You may have done 5 rounds of 20 reps of wall ball shots, lifted 4 sets of your 12- rep max for bar bell thrusts, swung the kettlebell 4 set of 15 reps, box jumped your butt off, climbed the rope to heaven and back and done everything else on the workout of the day (WOD) whiteboard, but you know what? You haven't gained an ounce of muscle from your CrossFit hell...yet.
Muscle growth can only happen AFTER you've stopped the workout and that makes your recovery strategy critical. As pointed out by Bodybuilding.com, "Muscles don't grow in the gym; they grow after. When you lift heavy, muscles suffer micro-tears and are actually broken down via a process called catabolism. Immediately after you lift, your body begins repairs, but it needs your help."
For those athletes who have heard the phrase "no pain, no gain" since they first started a fitness program, this first tip seems counter-intuitive if not downright blasphemy! While it is important to push oneself beyond that which is comfortable, it is not necessary to push past exhaustion EVERY time they open the box.
The best advice is to push yourself past what you did in the previous workout. Pushing the muscles just to the point where they can be repaired with rest and recovery is the optimal approach. Most (good) CrossFit trainer can help you determine this workout calculus.

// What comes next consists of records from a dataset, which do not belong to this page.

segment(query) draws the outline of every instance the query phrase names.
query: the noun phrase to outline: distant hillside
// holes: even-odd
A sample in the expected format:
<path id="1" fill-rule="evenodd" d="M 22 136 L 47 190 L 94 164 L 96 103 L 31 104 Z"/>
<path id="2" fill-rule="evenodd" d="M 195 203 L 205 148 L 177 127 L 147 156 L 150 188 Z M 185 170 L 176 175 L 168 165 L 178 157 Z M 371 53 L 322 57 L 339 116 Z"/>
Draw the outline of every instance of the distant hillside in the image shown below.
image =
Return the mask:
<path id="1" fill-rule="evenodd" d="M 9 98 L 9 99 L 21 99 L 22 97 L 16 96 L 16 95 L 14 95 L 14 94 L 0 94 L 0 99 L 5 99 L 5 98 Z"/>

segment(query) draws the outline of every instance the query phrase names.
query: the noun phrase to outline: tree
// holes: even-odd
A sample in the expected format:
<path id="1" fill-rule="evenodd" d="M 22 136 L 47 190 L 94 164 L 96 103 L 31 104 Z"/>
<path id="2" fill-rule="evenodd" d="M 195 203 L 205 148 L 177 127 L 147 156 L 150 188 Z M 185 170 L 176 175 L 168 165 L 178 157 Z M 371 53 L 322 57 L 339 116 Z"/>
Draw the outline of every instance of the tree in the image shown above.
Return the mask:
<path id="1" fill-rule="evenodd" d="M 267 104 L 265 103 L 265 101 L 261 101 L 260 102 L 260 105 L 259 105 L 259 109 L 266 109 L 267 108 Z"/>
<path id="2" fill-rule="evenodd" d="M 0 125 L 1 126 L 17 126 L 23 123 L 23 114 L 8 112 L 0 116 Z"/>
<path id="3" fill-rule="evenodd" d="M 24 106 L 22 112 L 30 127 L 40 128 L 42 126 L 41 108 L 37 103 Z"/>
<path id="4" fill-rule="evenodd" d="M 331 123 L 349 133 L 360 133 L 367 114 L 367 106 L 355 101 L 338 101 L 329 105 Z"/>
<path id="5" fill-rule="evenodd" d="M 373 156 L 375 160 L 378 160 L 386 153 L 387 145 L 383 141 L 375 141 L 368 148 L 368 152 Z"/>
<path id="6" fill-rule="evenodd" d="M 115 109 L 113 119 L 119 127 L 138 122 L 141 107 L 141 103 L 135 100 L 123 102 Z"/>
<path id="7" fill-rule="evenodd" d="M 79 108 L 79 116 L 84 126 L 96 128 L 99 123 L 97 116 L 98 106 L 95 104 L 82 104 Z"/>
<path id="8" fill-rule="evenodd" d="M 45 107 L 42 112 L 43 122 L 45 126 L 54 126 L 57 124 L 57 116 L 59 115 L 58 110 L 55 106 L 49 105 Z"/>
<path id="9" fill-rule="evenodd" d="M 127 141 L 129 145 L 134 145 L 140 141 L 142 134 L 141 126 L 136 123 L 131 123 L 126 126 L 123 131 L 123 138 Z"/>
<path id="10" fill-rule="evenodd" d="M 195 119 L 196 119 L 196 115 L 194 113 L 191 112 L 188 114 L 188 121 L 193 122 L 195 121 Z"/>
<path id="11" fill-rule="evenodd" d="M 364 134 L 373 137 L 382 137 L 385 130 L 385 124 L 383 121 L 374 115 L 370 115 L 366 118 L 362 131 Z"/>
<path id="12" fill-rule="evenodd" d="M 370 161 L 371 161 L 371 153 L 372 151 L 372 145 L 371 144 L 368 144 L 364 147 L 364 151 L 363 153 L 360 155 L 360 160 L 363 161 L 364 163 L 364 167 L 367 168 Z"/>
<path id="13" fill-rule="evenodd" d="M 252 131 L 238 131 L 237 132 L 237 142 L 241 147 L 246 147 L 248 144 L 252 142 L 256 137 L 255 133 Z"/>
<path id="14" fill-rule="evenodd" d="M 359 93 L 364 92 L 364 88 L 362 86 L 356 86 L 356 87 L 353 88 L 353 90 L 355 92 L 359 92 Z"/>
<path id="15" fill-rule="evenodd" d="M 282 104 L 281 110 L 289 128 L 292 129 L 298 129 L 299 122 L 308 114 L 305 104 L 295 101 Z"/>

Most CrossFit athletes understand the importance of post-workout nutrition – that's why there are so many people walking around, drenched in sweat and drinking a protein shake! However, the food consumed before the workout can also play an important role in post-workout recovery. As noted in a recent article, "Digestion is a lengthy process; proteins and carbs that you ingest prior to the workout will still be circulating in the body afterward. For this reason, choose your foods wisely. Make sure you get high-quality, lean protein along with some complex carbohydrates, especially if you plan on an intense workout. I recommend consuming your meals roughly two hours prior to your workout to avoid digestive issues or cramps." The potassium found in bananas is also an excellent recovery fuel.
Post-workout protein, especially whey, is vital if you haven't eaten anything for hours. Aim for 20-50 grams of protein after each workout depending on your bodyweight. Most women will do fine with 20 grams, while men should aim for the upper range.
Many CrossFitters view stretching as a monumental waste of time. However, fitness experts and body builders know that proper stretching of exhausted muscles not only jump-start the recovery process but also build flexibility that allows for more muscle gain in most compound lifts.
Workout recovery does not have to be complicated. According to trainer, Dan DeLisle, "A hot bath is another great way to foster a faster recovery. This will increase blood circulation to the muscle tissue, which then means greater oxygen and nutrient delivery – two things that your tissues need for repair. A hot bath before bed can also lull you to sleep easier, and sleep is another very vital part of the recovery equation.
"If you aren’t getting at least 8 hours of sleep per night, it could be one reason you aren’t seeing the recovery you hope you would. Stay away from the alcohol and caffeine several hours before bedtime, but drink plenty of water."
Muscles that have been torn down by extensive work need a few days every week to repair themselves. DeListle notes, "The professional athlete standard of no days or only one day off per week will likely not be enough for those of us doing intense CrossFit training sessions. Instead, aim for two or three days off per week from all intense exercise.
"Do some leisure exercise if you wish, schedule mobility or yoga classes as mentioned previously, but most importantly, re-energize yourself for the week ahead."